En un lugar
solitario cuyo nombre no viene al caso hubo un hombre que se pasó la vida
eludiendo a la mujer concreta. Prefirió el goce manual de la lectura, y se
congratulaba eficazmente cada vez que un caballero andante embestía a fondo uno
de esos vagos fantasmas femeninos, hechos de virtudes y faldas superpuestas,
que aguardan al héroe después de cuatrocientas páginas de hazañas, embustes y
despropósitos.
En el umbral
de la vejez, una mujer de carne y hueso puso sitio al anacoreta en su cueva.

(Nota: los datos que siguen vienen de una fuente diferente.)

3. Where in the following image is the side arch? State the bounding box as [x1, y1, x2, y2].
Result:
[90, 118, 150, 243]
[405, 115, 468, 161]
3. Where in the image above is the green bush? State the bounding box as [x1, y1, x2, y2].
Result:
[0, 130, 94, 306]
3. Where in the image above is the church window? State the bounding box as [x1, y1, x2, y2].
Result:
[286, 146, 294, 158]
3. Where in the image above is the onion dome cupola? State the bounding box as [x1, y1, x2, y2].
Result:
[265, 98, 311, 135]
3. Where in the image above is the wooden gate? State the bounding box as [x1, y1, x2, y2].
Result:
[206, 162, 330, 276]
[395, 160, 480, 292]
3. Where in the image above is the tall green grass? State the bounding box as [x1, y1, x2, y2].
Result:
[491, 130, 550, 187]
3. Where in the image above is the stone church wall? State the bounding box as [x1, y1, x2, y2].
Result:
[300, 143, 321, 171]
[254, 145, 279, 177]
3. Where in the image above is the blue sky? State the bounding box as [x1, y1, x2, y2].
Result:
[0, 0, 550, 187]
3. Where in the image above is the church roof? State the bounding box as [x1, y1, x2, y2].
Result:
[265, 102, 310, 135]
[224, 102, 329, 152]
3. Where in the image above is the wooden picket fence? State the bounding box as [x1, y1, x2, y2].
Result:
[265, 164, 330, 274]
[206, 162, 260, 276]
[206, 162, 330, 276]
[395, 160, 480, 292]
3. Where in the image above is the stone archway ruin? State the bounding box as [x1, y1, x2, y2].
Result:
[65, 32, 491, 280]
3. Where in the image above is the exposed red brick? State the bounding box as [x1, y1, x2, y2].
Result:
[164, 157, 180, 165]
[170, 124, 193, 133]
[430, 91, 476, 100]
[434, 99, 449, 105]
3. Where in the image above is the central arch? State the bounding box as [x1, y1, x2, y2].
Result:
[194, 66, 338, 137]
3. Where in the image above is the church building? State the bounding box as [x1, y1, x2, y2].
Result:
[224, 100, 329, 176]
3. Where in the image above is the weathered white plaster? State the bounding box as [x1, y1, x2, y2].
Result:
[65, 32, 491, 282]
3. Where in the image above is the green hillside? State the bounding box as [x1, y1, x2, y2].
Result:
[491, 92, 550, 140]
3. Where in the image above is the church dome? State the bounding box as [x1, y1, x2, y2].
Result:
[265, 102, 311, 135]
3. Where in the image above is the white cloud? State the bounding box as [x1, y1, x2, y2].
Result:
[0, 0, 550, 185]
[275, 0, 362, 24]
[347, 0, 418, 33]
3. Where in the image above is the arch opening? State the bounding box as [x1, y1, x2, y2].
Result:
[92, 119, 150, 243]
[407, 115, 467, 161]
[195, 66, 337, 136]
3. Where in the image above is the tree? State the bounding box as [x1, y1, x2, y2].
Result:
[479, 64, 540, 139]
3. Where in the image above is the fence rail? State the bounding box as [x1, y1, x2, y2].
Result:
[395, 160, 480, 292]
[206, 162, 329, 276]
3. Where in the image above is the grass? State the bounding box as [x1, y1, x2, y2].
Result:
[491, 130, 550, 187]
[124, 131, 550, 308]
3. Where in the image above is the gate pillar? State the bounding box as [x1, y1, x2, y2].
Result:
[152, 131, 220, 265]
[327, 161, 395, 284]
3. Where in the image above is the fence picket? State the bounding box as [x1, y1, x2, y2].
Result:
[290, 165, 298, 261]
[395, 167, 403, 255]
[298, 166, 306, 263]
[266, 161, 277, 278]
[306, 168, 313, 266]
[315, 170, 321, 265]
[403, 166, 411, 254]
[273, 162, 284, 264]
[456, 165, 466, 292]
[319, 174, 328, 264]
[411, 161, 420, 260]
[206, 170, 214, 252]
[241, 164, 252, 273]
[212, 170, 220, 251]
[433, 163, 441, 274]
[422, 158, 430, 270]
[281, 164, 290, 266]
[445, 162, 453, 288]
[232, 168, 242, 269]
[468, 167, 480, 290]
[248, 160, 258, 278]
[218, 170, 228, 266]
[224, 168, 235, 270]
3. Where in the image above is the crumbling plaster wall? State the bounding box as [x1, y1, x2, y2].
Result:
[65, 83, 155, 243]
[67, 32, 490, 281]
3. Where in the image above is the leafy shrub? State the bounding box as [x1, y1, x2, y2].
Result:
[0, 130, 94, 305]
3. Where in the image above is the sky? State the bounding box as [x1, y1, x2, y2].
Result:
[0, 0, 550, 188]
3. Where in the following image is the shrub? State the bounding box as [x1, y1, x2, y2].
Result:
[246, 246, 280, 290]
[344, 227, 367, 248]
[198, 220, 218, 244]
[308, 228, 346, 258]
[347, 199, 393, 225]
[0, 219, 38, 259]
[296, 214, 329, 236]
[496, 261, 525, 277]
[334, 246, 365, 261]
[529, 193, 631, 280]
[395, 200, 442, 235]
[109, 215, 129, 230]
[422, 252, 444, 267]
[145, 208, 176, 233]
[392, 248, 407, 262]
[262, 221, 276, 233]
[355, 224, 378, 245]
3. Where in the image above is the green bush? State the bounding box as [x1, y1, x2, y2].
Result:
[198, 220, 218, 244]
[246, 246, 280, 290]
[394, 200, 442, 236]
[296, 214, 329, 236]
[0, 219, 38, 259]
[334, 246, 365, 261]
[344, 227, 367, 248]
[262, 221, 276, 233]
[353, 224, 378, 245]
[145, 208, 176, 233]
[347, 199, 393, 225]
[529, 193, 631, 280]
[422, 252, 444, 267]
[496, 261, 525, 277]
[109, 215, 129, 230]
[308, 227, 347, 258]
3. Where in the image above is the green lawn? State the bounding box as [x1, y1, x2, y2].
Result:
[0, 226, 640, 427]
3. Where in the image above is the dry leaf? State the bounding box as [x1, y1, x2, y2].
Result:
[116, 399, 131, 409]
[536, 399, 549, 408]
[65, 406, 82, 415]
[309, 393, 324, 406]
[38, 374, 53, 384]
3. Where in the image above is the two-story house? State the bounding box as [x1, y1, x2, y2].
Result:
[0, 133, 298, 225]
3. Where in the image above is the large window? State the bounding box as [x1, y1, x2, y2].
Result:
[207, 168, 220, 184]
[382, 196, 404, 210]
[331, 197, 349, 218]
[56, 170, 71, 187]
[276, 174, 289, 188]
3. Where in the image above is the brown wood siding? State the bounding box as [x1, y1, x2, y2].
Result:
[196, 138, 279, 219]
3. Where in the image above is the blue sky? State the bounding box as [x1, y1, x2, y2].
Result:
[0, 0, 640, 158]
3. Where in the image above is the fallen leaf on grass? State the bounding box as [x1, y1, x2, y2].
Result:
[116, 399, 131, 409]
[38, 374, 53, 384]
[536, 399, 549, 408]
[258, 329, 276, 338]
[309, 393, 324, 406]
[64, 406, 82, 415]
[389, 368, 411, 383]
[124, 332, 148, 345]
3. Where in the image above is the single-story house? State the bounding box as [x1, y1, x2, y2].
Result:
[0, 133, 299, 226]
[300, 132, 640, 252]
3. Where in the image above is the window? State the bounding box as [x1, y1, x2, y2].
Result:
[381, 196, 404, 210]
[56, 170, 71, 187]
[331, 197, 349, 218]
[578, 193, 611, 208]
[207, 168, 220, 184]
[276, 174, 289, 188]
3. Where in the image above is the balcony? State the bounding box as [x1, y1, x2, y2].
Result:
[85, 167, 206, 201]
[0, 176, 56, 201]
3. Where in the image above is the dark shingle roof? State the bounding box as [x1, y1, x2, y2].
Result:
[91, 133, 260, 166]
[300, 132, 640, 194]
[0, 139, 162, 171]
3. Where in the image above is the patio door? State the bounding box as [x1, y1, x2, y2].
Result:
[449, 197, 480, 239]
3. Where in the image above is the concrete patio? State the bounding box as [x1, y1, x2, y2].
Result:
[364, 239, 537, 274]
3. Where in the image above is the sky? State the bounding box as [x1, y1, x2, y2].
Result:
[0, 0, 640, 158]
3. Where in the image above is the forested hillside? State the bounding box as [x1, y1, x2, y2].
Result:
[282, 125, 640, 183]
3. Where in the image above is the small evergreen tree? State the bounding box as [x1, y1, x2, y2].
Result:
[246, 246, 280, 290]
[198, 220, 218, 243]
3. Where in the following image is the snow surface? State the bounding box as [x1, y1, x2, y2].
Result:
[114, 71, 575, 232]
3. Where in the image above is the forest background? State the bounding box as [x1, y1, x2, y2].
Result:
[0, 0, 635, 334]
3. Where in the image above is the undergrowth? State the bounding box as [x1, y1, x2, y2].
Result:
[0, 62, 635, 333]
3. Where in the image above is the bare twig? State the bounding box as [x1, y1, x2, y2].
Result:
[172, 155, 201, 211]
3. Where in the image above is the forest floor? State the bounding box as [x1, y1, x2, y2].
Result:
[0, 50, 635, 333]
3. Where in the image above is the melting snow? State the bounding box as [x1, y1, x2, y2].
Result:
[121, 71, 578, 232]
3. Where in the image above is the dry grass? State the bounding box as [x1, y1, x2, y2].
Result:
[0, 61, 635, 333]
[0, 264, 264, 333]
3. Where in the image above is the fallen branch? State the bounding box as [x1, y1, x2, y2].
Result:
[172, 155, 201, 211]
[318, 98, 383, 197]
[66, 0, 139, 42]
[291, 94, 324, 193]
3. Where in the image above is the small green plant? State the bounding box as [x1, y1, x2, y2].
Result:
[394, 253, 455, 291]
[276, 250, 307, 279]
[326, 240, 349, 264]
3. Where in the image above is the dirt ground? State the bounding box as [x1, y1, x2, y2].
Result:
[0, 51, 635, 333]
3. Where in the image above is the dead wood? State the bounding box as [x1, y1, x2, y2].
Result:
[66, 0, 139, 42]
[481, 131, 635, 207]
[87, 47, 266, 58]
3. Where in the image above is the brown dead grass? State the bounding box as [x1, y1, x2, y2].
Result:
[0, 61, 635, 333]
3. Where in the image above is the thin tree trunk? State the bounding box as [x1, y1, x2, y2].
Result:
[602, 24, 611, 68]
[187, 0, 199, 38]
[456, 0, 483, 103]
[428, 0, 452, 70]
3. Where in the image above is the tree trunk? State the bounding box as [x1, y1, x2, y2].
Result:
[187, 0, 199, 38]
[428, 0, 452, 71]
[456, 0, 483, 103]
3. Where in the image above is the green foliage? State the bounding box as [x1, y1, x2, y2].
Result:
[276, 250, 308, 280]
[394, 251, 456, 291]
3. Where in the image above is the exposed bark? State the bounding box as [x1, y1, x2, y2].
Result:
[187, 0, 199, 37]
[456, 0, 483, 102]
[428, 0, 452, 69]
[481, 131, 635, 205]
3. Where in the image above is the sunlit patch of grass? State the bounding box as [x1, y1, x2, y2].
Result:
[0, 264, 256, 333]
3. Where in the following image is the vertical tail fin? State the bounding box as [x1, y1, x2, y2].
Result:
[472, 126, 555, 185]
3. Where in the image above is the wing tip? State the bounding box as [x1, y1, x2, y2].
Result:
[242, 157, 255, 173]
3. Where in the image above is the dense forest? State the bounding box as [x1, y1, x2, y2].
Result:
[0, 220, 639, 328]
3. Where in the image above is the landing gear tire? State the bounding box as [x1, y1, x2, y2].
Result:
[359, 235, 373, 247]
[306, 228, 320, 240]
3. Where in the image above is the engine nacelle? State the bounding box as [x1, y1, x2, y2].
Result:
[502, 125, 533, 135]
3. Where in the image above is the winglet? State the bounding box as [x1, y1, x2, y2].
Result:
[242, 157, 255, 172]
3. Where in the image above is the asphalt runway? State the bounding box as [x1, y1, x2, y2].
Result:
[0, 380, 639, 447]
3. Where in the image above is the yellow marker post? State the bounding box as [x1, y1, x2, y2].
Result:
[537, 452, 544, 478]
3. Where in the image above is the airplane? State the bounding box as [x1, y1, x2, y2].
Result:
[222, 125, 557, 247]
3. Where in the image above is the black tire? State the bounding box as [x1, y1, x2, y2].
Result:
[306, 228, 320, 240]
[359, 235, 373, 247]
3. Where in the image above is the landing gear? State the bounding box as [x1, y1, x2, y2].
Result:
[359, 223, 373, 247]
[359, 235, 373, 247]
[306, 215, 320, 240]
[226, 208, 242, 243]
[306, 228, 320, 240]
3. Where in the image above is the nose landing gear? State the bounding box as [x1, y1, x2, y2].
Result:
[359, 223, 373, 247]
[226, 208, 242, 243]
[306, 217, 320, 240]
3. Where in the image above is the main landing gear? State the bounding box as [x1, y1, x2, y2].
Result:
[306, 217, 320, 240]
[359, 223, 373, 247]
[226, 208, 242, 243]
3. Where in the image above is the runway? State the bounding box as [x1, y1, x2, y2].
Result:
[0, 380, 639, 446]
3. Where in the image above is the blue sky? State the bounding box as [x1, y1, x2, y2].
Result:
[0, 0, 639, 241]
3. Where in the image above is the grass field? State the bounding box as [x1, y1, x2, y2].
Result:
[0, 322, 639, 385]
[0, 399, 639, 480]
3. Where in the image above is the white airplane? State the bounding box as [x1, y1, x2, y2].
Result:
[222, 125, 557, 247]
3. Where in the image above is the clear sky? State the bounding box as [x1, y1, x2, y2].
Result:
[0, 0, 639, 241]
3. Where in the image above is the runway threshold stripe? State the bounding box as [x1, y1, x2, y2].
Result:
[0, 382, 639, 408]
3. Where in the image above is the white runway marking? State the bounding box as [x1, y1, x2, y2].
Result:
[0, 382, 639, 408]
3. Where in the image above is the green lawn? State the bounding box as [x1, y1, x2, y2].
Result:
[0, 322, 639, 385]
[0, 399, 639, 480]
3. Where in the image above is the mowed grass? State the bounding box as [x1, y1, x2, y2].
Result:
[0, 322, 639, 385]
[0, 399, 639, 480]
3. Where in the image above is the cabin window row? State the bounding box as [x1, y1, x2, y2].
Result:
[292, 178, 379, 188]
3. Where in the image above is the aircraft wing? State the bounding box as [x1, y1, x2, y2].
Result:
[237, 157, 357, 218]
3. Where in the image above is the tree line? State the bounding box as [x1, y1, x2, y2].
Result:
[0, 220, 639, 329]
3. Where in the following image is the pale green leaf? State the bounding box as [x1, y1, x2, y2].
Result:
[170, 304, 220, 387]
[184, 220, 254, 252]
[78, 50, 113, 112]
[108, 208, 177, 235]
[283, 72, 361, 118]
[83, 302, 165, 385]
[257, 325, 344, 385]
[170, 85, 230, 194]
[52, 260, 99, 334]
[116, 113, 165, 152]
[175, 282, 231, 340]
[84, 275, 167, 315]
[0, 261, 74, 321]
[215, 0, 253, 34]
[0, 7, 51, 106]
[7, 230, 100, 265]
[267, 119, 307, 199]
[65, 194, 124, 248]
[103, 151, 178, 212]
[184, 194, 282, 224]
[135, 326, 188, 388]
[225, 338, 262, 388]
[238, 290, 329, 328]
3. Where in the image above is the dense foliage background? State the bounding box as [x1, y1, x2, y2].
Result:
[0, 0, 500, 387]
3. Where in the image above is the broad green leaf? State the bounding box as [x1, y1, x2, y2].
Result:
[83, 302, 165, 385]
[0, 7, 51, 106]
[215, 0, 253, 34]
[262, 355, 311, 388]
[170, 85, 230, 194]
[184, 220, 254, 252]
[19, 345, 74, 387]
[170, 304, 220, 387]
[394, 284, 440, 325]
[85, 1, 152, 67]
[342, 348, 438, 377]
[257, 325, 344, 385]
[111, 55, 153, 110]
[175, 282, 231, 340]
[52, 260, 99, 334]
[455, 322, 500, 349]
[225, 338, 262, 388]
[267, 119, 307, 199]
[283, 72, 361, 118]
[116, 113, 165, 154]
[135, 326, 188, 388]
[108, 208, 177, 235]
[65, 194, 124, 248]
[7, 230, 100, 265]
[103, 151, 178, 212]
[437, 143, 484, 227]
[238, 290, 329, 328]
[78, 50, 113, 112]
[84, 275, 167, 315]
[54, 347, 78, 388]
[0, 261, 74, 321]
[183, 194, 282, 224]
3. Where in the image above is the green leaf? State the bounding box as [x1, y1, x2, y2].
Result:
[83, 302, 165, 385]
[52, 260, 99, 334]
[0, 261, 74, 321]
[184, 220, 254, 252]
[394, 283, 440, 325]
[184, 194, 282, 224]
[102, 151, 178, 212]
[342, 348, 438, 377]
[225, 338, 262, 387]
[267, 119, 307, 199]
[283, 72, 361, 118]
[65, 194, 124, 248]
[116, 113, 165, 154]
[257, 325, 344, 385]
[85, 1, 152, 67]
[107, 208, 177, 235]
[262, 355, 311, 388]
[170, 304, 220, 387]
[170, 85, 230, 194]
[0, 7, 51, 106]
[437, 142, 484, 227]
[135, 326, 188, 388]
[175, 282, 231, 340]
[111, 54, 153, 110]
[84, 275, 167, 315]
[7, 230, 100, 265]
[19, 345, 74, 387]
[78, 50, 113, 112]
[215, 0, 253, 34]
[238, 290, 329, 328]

Con cualquier pretexto entraba al aposento y lo invadía con un fuerte aroma de
sudor y de lana, de joven mujer campesina recalentada por el sol.
El caballero
perdió la cabeza, pero lejos de atrapar a la que tenía enfrente, se echó en pos
a través de páginas y páginas, de un pomposo engendro de fantasía. Caminó
muchas leguas, alanceó corderos y molinos, desbarbó unas cuantas encinas y dio
tres o cuatro zapatetas en el aire. Al volver de la búsqueda infructuosa, la
muerte le aguardaba en la puerta de su casa. Sólo tuvo tiempo para dictar un
testamento cavernoso, desde el fondo de su alma reseca. Pero un rostro
polvoriento de pastora se lavó con lágrimas verdaderas, y tuvo un destello
inútil ante la tumba del caballero demente.